Some donors may want a more cogent agenda beyond “obstruct Biden” and “troll the left.” But that doesn’t appear to be what the base wants, nor is it what the Trumpian GOP is willing or able to offer. “Donors especially are always asking for an agenda of some kind and McConnell pushes back hard,” the strategist said, telling Axios that such an agenda would “take the focus off unpopular Dem policies” and give Democrats “something tangible to tear apart.”

“One of the biggest mistakes challengers often make is thinking campaigns are about them and their ideas,” the operative said. “No one gives a shit about that. Elections are referendums on incumbents.”

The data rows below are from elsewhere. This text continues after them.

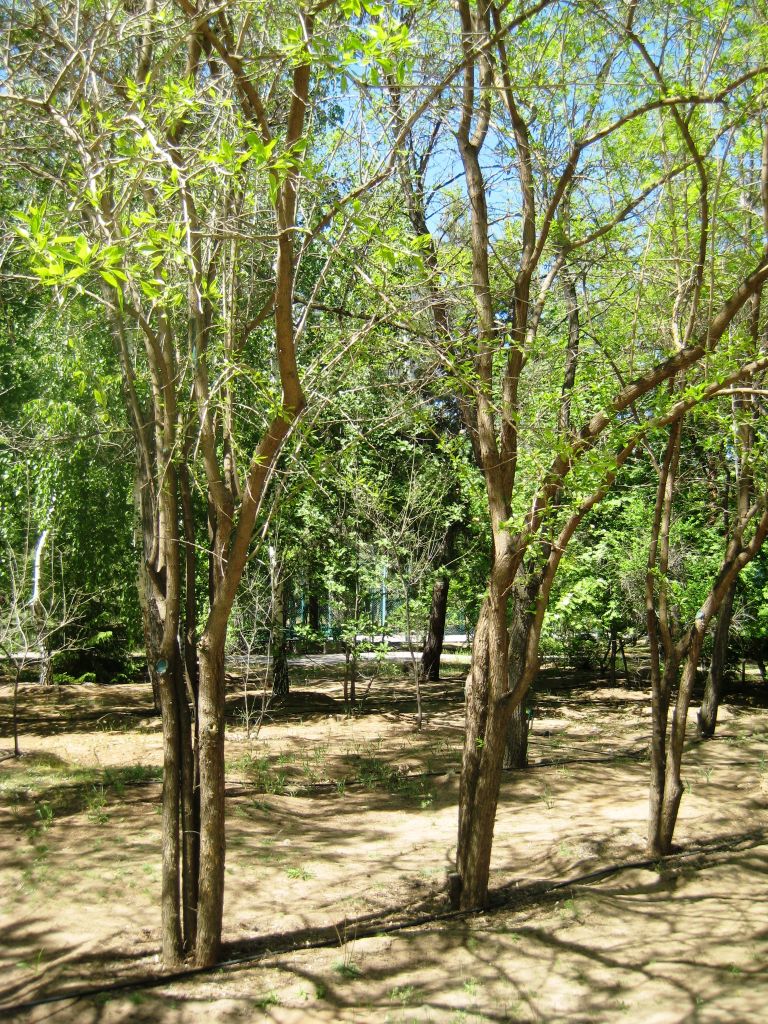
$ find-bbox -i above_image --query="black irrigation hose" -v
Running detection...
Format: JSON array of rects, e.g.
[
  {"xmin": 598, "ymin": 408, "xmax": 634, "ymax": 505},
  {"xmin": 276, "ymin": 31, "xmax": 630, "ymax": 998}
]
[{"xmin": 0, "ymin": 828, "xmax": 768, "ymax": 1019}]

Republicans may not have any real ideas, but obviously that doesn’t mean they don’t have an agenda; it just so happens that it’s mostly about attaining, keeping, and benefiting from powerful government positions. That’s why the Republican National Committee didn’t need to bother putting forth an agenda in 2020; asserting its “strong support” for Trump acted as shorthand for a series of positions too self-interested, stupid, or cruel to comfortably lay out in detail. No formal 2022 agenda is necessary to know how McConnell, Kevin McCarthy, and the Republicans would govern if they take back Congress in the midterms—they’re already doing it from the Capitol Hill minority.